Andréa Dacourt

Personal information
- Date of birth: 30 July 2005 (age 21)
- Place of birth: Paris 17e, France
- Height: 1.70 m (5 ft 7 in)
- Position: Midfielder

Team information
- Current team: SL16 FC
- Number: 24

Youth career
- 2012–2013: CS Ternes Paris 17
- 2013–2016: Nicolaïte de Chaillot
- 2016–2022: Nice
- 2023–2024: Sampdoria

Senior career*
- Years: Team / Apps / (Gls)
- 2022–2023: Nice II / 4 / (1)
- 2023: Nice / 1 / (0)
- 2024–2025: Francs Borains / 5 / (0)
- 2025: Torreense / 2 / (0)
- 2025–: SL16 FC / 8 / (0)

International career^{‡}
- 2023: France U18 / 5 / (0)
- 2023–2024: France U19 / 5 / (0)
- 2024: France U20 / 1 / (0)

= Andréa Dacourt =

French association footballer (born 2005)

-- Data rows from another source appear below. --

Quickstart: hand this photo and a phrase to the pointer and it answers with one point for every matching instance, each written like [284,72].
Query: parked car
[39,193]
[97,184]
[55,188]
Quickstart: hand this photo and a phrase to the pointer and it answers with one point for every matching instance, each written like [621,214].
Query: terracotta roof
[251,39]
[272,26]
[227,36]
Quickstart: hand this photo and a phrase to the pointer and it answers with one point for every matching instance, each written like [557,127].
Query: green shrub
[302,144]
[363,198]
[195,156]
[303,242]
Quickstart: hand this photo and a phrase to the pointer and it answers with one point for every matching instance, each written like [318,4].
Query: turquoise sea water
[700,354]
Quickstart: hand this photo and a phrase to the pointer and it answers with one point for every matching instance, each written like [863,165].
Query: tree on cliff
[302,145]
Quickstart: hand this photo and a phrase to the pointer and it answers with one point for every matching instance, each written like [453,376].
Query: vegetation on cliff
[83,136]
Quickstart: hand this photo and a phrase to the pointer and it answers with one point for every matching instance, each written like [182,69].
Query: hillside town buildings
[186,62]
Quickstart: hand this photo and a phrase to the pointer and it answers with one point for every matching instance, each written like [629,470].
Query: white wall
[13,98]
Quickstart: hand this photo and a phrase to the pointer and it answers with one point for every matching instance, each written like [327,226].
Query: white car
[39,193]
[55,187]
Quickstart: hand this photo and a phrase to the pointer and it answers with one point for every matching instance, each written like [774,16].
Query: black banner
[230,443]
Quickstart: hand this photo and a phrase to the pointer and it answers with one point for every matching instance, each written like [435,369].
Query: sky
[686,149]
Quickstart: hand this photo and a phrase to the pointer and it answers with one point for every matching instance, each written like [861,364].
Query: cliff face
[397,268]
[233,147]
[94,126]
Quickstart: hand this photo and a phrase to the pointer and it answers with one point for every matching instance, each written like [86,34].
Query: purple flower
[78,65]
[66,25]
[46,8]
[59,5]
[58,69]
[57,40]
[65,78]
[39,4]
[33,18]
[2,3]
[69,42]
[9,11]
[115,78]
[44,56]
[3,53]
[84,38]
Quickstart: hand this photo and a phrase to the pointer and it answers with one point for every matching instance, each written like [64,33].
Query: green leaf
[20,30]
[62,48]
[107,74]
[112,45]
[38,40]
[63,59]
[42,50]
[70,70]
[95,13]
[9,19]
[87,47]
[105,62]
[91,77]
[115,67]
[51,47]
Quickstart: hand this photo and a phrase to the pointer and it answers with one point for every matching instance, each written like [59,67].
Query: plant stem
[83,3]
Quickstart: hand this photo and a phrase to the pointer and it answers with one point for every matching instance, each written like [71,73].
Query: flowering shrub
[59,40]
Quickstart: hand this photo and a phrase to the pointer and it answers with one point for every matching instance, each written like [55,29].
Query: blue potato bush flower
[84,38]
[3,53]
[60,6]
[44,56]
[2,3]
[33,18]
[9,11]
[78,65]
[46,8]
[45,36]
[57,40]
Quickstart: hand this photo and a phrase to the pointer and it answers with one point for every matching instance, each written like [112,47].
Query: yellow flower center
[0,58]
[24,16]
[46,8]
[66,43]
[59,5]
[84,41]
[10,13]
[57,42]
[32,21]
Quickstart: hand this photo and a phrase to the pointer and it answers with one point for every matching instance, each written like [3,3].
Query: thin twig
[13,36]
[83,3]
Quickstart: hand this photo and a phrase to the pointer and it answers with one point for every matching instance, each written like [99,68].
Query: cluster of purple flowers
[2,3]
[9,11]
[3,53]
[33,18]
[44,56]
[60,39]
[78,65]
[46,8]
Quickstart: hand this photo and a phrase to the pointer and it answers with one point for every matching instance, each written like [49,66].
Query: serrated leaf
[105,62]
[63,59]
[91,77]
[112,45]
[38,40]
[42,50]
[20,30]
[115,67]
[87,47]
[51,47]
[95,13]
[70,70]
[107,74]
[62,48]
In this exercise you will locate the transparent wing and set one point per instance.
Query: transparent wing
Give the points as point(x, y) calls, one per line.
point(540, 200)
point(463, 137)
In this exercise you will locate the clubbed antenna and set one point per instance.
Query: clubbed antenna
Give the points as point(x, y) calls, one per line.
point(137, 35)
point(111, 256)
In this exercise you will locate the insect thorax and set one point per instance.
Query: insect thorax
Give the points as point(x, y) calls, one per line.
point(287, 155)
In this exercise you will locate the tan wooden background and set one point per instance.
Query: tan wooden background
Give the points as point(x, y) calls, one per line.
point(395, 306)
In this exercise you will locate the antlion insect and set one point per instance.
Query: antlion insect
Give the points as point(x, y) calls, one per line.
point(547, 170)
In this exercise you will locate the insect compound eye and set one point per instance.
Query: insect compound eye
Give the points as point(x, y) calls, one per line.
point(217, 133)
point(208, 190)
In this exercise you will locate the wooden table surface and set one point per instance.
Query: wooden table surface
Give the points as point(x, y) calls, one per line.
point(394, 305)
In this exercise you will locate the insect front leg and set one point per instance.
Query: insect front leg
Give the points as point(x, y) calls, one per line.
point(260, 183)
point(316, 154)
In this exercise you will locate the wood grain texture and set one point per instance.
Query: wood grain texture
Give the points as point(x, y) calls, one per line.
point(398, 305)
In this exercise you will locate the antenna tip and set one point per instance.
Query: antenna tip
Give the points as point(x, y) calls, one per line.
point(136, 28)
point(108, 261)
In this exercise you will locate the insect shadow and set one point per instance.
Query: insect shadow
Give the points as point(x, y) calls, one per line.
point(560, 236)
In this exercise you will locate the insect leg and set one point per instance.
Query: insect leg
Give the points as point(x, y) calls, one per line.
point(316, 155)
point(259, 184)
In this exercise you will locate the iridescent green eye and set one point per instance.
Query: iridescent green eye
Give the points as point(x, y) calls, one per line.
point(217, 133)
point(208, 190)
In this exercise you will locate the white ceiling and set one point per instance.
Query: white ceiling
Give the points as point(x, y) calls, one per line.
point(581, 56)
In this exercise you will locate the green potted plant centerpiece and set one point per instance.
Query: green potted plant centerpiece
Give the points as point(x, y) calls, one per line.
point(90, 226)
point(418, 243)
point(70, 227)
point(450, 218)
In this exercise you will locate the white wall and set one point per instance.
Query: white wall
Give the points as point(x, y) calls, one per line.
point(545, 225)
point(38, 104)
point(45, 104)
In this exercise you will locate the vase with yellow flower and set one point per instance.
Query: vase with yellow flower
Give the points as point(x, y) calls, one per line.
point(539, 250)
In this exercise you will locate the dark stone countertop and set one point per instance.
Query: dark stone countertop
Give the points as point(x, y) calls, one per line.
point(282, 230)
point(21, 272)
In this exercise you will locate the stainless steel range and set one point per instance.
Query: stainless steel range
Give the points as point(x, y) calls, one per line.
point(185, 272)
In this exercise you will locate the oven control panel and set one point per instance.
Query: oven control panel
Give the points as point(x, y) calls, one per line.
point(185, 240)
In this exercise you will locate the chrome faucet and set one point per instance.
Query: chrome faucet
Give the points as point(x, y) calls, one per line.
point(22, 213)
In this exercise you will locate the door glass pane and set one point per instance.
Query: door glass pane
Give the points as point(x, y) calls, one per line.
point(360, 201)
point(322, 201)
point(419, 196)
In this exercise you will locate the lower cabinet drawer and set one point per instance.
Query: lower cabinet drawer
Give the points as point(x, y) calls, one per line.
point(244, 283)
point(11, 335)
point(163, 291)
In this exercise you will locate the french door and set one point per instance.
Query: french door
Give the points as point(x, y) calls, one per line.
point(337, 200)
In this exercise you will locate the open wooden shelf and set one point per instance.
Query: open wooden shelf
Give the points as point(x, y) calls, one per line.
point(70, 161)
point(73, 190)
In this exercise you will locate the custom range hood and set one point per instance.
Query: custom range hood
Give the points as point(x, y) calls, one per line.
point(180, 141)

Andréa Dacourt (born 30 July 2005) is a French footballer who plays as a midfielder for SL16 FC in the third-tier Belgian Division 1.

==Career==
Dacourt is a youth product of CS Ternes Paris 17 and Nicolaïte de Chaillot before joining Nice's youth side in 2016. He began his senior career with their reserves in 2022. He made his professional debut in Ligue 1 with Nice as a late substitute in a 3–1 win over Lyon on 3 June 2023.

==Personal life==
Andréa is the son of former French international player Olivier Dacourt.